In short - Yes it is!

The first thing that you may hear from a vendor (seller) who is getting limited or no buyer response is, “Well, the agent said we would get $X but we have only had a few inspections and no offers.”

Sadly, a solid proportion of real estate agents in a hot market, where listings are hard to come by, may try to ‘buy your business’ by giving you a price assessment/estimate that is likely to be music to your ears.

Then after several weeks of minimal buyer inspections and no offers, the agent skulks back to you and utters those horrible seven words, “You may have to drop your price.”

And here is possibly the biggest reason why seller/agent relationships evaporate in an instant, that leads to society in general having a less than enthusiastic opinion of agents.

It boils down to the professional management of vendor expectations.

I am proud to say, that the horrible seven-word seller/agent divorce statement does not passed my lips.

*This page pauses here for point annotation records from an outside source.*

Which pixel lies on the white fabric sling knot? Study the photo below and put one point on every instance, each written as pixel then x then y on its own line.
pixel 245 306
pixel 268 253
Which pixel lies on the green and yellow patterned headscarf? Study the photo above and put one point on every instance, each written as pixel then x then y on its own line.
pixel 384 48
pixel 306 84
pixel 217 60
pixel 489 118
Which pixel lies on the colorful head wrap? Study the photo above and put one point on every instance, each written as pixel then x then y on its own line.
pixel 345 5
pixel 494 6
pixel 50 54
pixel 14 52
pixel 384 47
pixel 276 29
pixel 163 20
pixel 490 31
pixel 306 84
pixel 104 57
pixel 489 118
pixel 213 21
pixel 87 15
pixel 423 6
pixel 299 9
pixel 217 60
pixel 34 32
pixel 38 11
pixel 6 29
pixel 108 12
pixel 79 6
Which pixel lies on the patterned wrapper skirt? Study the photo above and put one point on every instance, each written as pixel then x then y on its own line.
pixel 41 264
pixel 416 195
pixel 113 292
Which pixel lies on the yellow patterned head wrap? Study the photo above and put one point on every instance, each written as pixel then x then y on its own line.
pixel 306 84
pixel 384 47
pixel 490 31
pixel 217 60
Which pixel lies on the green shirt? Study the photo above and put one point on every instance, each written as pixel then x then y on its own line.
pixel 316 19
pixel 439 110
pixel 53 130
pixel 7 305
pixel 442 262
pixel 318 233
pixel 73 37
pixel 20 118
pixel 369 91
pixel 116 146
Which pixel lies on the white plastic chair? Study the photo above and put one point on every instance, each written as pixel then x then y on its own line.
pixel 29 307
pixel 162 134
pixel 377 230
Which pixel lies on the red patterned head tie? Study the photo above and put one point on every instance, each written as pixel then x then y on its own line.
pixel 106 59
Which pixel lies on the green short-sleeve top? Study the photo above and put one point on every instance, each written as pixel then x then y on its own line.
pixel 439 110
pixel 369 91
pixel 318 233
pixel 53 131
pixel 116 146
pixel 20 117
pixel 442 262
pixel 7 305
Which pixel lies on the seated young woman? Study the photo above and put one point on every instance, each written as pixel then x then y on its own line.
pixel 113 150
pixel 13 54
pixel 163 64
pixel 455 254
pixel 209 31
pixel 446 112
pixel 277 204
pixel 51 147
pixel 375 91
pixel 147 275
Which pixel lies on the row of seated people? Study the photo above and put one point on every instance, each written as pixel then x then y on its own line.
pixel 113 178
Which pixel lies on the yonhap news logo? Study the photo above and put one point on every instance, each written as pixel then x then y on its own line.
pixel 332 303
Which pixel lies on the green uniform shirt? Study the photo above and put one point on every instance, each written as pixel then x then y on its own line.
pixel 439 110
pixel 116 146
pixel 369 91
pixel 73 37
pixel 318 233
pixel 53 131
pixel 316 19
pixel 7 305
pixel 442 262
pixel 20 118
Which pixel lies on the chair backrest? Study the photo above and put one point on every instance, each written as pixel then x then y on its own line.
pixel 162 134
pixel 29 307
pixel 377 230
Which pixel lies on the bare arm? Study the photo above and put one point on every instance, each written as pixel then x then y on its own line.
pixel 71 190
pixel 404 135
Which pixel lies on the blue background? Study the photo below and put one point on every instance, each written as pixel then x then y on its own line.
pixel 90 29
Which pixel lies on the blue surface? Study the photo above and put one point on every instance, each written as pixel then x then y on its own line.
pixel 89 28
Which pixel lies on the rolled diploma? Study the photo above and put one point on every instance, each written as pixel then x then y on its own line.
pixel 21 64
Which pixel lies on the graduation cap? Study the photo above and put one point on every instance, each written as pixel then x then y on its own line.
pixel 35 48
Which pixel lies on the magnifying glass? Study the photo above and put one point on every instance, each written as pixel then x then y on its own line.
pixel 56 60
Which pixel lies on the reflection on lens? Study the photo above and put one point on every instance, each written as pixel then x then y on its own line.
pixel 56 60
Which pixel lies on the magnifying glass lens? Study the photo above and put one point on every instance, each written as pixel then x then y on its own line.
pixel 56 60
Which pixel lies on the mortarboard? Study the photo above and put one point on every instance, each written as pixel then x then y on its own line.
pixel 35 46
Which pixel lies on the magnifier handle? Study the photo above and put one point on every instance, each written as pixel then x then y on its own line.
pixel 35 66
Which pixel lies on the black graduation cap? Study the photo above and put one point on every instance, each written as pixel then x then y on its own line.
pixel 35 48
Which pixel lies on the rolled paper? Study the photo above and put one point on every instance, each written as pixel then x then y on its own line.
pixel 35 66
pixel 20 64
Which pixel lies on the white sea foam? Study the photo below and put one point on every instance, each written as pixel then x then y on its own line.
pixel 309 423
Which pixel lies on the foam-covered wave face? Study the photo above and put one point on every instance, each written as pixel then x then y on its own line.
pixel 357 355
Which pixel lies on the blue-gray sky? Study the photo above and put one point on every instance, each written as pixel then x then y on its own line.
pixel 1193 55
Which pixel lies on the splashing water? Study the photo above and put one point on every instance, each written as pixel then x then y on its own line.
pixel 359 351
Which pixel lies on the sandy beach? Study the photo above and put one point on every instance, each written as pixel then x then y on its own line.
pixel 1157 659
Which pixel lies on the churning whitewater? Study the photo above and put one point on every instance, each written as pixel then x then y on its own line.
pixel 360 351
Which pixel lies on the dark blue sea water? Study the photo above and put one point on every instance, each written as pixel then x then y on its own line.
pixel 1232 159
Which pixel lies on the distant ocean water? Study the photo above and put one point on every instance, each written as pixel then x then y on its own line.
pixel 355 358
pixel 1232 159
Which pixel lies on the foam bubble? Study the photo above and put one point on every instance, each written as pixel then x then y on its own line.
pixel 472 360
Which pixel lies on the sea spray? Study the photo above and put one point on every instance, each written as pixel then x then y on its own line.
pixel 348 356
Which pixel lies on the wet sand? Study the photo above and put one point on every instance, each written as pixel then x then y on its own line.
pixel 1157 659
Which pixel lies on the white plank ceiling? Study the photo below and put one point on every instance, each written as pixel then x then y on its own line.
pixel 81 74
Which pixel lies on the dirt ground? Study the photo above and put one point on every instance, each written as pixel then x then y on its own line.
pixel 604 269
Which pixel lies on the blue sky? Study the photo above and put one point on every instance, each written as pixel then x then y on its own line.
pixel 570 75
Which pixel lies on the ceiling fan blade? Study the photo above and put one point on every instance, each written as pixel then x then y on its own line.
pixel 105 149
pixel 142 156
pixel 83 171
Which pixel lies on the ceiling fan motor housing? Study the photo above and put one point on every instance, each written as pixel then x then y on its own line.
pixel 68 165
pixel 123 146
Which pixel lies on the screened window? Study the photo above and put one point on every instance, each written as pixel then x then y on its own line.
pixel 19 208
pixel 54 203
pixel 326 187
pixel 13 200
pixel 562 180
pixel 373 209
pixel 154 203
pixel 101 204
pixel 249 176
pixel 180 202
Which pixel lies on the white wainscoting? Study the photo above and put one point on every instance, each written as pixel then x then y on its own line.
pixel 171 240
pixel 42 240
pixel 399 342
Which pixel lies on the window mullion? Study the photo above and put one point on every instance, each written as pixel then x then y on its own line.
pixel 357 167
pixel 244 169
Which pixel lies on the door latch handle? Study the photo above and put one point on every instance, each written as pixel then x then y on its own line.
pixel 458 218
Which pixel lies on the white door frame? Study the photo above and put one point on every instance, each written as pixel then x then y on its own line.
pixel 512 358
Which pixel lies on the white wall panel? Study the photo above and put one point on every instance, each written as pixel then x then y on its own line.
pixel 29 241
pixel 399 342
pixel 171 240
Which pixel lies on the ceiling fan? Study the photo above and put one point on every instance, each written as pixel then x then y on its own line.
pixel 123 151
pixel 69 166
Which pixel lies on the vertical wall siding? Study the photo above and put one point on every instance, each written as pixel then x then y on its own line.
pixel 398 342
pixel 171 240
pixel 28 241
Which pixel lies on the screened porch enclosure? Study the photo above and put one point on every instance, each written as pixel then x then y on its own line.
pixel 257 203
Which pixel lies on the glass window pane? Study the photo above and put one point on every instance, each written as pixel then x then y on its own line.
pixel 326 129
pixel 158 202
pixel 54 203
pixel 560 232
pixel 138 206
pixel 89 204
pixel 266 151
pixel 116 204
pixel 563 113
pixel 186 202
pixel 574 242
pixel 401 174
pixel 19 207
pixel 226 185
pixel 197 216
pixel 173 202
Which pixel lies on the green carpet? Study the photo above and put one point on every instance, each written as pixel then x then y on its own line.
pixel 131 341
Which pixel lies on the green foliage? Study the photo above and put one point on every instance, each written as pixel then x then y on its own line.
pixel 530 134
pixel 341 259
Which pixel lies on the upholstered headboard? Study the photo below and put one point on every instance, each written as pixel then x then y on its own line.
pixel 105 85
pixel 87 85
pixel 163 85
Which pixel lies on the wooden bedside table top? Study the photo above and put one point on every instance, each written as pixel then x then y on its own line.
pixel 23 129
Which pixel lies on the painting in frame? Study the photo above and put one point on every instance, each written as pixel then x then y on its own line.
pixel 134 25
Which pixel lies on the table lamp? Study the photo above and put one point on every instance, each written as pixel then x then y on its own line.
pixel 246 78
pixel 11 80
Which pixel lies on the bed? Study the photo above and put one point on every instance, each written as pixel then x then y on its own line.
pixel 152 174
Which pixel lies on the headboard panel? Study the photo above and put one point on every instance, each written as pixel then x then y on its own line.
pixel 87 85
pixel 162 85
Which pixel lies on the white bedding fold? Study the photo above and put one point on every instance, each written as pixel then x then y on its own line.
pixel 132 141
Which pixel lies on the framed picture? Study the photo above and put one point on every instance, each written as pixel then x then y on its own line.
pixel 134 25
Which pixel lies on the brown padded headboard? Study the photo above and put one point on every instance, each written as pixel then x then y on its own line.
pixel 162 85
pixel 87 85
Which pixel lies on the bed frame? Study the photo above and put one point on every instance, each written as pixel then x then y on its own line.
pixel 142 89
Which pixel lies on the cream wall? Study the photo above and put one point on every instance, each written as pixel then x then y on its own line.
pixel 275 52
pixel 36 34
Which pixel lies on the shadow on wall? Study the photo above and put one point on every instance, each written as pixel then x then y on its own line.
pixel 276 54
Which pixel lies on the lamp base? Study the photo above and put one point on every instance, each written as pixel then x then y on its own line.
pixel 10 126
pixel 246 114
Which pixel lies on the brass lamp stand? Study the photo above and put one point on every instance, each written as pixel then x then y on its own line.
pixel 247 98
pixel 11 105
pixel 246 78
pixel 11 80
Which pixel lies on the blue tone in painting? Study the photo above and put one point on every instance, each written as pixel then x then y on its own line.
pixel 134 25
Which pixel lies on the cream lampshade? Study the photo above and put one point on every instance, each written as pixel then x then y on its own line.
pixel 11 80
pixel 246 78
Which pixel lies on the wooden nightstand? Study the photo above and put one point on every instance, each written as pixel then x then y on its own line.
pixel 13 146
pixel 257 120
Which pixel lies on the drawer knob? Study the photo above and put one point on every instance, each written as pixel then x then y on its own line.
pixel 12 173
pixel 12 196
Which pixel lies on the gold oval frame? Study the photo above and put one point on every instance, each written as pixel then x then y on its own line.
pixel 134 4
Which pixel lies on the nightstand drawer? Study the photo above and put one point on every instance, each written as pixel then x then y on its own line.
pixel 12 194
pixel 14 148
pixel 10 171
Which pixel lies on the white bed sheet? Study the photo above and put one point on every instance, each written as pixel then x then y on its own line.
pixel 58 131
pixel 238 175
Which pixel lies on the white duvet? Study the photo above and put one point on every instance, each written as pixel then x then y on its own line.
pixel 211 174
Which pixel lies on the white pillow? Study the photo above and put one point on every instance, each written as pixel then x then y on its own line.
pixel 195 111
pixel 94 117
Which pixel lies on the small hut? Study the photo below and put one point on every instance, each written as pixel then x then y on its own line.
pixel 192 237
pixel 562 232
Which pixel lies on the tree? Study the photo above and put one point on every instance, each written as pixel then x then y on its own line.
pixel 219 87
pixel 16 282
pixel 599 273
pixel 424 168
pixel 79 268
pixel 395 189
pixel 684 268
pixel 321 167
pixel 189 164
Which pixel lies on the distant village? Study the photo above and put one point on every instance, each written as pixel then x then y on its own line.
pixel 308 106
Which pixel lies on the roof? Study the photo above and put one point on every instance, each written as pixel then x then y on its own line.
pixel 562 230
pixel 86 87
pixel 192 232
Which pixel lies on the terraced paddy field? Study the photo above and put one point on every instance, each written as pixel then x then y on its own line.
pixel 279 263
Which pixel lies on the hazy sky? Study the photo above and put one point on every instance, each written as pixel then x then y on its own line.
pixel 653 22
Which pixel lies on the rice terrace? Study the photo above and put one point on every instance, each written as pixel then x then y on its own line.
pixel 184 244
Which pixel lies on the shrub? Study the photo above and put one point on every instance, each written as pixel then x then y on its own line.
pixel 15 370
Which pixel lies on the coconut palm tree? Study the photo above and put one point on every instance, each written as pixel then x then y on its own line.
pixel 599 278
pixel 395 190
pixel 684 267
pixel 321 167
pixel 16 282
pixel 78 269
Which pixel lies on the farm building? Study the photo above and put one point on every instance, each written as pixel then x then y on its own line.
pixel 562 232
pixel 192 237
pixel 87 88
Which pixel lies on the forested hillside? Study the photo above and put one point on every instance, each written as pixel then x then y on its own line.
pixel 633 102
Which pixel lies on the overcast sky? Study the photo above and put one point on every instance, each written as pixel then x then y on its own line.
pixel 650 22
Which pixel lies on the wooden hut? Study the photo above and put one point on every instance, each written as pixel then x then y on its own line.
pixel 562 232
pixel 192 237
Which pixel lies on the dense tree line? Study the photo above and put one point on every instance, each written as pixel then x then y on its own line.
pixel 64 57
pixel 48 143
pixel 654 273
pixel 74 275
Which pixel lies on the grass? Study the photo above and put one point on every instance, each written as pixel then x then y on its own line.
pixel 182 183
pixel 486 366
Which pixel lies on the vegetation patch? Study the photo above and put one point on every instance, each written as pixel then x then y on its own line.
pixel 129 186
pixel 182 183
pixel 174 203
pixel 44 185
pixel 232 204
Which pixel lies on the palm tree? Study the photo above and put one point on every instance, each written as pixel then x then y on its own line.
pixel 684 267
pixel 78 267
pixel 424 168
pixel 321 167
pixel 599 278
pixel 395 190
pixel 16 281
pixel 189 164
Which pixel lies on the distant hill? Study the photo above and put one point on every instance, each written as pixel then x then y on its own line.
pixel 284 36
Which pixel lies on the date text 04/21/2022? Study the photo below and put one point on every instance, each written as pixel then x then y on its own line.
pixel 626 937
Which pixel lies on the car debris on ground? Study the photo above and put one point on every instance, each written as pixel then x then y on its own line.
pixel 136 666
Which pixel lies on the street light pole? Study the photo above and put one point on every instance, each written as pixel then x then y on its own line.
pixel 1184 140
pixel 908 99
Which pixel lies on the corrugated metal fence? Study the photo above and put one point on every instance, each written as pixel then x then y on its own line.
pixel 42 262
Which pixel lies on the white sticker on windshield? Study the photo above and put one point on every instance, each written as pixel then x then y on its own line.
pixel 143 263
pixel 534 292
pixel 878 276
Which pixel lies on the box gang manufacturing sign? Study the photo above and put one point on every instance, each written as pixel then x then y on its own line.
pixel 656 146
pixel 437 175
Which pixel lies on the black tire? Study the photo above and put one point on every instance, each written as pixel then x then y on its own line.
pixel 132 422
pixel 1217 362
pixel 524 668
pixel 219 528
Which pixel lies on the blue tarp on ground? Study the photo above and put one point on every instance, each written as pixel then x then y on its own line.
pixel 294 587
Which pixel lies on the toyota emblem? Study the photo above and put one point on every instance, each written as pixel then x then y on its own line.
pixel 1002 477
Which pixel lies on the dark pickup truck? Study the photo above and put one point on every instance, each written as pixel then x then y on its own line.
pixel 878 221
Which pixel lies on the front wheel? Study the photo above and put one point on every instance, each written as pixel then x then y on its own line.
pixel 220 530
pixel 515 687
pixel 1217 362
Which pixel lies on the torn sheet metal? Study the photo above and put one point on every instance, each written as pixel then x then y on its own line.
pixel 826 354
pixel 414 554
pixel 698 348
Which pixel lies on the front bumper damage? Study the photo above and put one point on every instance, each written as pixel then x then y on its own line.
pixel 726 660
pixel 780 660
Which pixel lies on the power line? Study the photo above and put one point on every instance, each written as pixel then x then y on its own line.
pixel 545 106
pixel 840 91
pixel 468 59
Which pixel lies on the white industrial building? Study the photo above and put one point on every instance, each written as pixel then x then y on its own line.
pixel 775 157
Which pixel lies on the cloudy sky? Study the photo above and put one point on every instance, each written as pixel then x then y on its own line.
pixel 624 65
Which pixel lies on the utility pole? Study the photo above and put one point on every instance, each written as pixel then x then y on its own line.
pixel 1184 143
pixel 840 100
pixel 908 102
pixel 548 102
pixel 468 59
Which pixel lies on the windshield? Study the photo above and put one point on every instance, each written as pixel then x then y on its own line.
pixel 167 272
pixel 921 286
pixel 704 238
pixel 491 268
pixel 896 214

My mantra in almost 20 years of Real Estate consulting and sales is:

“My job is to do everything ethically and humanly possible to find out what the market is willing to pay, today, and negotiate the best possible price; whilst helping you reach or exceed your expectations so you can realise the goals you set out to achieve.”

So, it all comes back to the initial meeting with my potential clients.

First and foremost, I want to know what your expectations are.  Most importantly your expectations around price, but also what your goals are – why you want to move and is your plan supported by current market conditions?

Then, based on those expectations I have one job; find out what the market is willing to pay for your property and relay all my findings back to you so you can make the big decisions.

And they are:

  • Meet the market and sell your home or property;
  • Hold on for dear life to your expectations and hope for a sale at some stage down the track;
  • Take your property off the market and look for an alternative plan.

So how do you know if your property is overpriced in a hot market?

  1. Buyers enquire, inspect and provide feedback that does not line up with seller expectations – and the feedback I am talking about is price – “Mr and Mrs Buyer, what do you think this property will sell for?”
  2. There is no enquiry. Loads of views via the big websites. Social media but little or no activity (enquiries, inspections) from any of those ‘lookers’. This is better known as ‘The deafening silence of the market’.

The hardest task for me, or any other professional agent, is to provide the feedback from buyers or the stats regarding low enquiry rates to my vendors knowing there is a possibility your expectations may take a hit.

It’s a responsibility that cannot be shirked.

One of the biggest tell-tale signs that a property is exceeding market (the buyers’) sentiment is how long it is on the market for without selling.

If other similar properties are going under contract in 30 days or less, and your property is still on the market after 60 days – ‘Houston we have a problem!’

Understandably, many agents don’t want to disappoint their vendors and will avoid the feedback provided by buyers (or lack of) and suggest the possible remedies for fear of earning the wrath of their client.

But I have always helped my vendors by them by telling them the truth - and we all know the truth can be a hard pill to swallow – because ignoring it can lead to poor decision making, frustration and pain.

No matter what type of market you are selling your home in – Hot, Cold or Balanced – realism is the key and working toward attracting buyers in order to have them compete against each other, and not you, is the key to a great result every time.